Negli anni successivi la diossina di Seveso è stata grattata dai muri della fabbrica, dal terreno contaminato, è stata bruciata in Svizzera o sepolta chi-sa-dove, i danneggiati sono stati tacitati dai proprietari dell’Icmesa con un po’ di soldi e tutti cercano ora di dimenticare.
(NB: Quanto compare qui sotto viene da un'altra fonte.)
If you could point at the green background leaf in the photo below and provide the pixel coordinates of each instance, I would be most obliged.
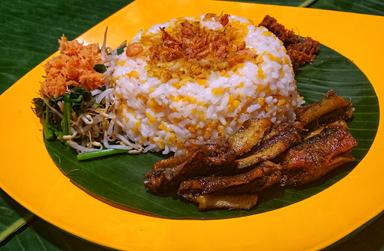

Ma il dramma di Seveso non va dimenticato: l’ultimo quarto del XX secolo è stato dolorosamente costellato di altri incidenti e dolori e morti: a Massa Carrara, a Manfredonia, a Marghera, a Napoli, in Piemonte, in Sicilia, eccetera. Il lungo calvario delle “Severo” italiane ha mostrato che il “progresso” tecnico-scientifico ci ha fatto circondare di impianti produttivi di cui ben pochi conoscono i processi e la composizione delle materie trattate e la natura delle merci fabbricate e delle scorie che si formano. Una direttiva dell’Unione europea, di molti anni fa, prescrive che le industrie “a rischio” debbano denunciare quali materie contengono quando queste superano un certo peso, ma il “doveroso” segreto industriale fa si che le relative notizie siano sepolti negli uffici e che l’informazione della popolazione “a rischio” sia inesistente.
L’esperienza – e lo stesso evento di Seveso – mostrano che i pericoli per la vita dei lavoratori e degli stessi cittadini-consumatori derivano non soltanto dalle catastrofi, ma anche dalla diffusione e dispersione, nelle officine, nei negozi e nell’ambiente, di sostanze che sfuggono alla conoscenza dei singoli, dei governi, e ai controlli tecnici.
La difesa della vita umana dipende invece dalla conoscenza, diffusa, popolare, delle attività tecniche e delle materie con cui si viene a contatto, da una cultura delle fabbriche e delle cose, dalla pressione sui governi perché difendano la vita umana prima degli interessi degli affari. Solo così sarà possibile evitare che altre bambine, altre donne, altri cittadini siano esposti ad altre “Severo”, che pure sono intorno a noi.